From Rust to AVR assembly: Dissecting a minimal blinky program
15 mins readUnless you prefer to define registers, addresses, and toggle bits manually, the simplest Rust “Blinky” program for an Arduino Uno board consists of the following:
# Cargo.toml
[dependencies]
panic-halt = "^1"
# as of May 2025, this crate is not yet published on crates.io
arduino-hal = { git = "https://github.com/Rahix/avr-hal", features = ["arduino-uno"] }
// src/main.rs
#![no_std]
#![no_main]
use panic_halt as _;
#[arduino_hal::entry]
fn main() -> ! {
let dp = arduino_hal::Peripherals::take().unwrap();
let pins = arduino_hal::pins!(dp);
let mut led = pins.d13.into_output();
loop {
led.set_high();
arduino_hal::delay_ms(1000);
led.set_low();
arduino_hal::delay_ms(1000);
}
}
In this post, we’ll dig into the Rust code concepts behind this program, inspect the generated assembly, and examine the compiled binary’s memory layout.
Understanding the code
If you’re familiar with the previous snippet, you can skip to the next section. Otherwise, let’s break it down:
no_std
This line tells the Rust compiler not to link the standard library (std
).
Instead, we rely solely on the core library, which is a lightweight subset designed for resource-constrained environments.

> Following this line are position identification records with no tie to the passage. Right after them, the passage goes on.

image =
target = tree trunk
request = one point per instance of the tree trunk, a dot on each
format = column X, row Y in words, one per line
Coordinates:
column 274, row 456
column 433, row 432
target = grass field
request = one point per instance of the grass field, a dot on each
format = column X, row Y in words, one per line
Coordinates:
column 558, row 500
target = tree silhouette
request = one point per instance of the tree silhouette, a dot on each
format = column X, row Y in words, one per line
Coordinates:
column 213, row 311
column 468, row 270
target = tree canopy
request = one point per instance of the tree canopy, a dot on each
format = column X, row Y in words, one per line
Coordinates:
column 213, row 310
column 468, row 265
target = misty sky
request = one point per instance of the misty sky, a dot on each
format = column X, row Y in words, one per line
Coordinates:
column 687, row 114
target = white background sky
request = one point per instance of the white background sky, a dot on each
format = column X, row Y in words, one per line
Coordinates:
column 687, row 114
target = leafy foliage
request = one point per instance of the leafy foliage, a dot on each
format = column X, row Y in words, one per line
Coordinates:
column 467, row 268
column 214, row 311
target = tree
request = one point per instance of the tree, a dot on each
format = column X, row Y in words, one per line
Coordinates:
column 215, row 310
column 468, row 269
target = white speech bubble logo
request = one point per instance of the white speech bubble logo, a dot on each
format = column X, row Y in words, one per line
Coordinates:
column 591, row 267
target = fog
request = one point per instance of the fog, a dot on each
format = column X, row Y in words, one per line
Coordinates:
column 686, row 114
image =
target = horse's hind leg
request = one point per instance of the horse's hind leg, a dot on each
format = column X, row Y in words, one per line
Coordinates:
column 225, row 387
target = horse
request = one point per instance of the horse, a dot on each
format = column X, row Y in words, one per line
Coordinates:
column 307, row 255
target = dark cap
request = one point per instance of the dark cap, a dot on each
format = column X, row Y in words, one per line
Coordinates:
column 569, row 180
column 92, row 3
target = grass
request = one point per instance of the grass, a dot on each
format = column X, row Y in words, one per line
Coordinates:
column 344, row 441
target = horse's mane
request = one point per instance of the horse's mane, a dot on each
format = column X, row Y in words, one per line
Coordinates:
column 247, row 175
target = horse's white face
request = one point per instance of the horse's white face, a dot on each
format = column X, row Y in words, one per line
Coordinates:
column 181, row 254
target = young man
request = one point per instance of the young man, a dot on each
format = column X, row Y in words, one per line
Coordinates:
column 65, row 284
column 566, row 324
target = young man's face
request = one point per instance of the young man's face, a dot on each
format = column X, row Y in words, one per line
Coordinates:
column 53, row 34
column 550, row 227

Since we’re writing code for an embedded device with limited memory, we exclude
the standard library, which is designed for general-purpose systems.
This means we won’t have access to features like heap allocation, collections, threads, etc.
no_main
This line tells the compiler that we don’t want to use the default entry point for our program.
Instead, we will define our own entry point using the #[arduino_hal::entry]
attribute.
panic_halt
The usual panic behavior in Rust is to unwind the stack. This is something that’s
included in the standard library. However, since we’re no_std
, we either need to implement
our own implementation using the #[panic_handler]
attribute or use a crate
that provides one.
panic-halt
is a library which provides a simple panic handler that halts the program when a panic occurs.
main
#[arduino_hal::entry]
expands the function into some low-level boilerplate code that sets up the
real entrypoint for the program, this is out of the scope of this post.
Our main
function returns !
, indicating it never returns — which is typical for embedded programs.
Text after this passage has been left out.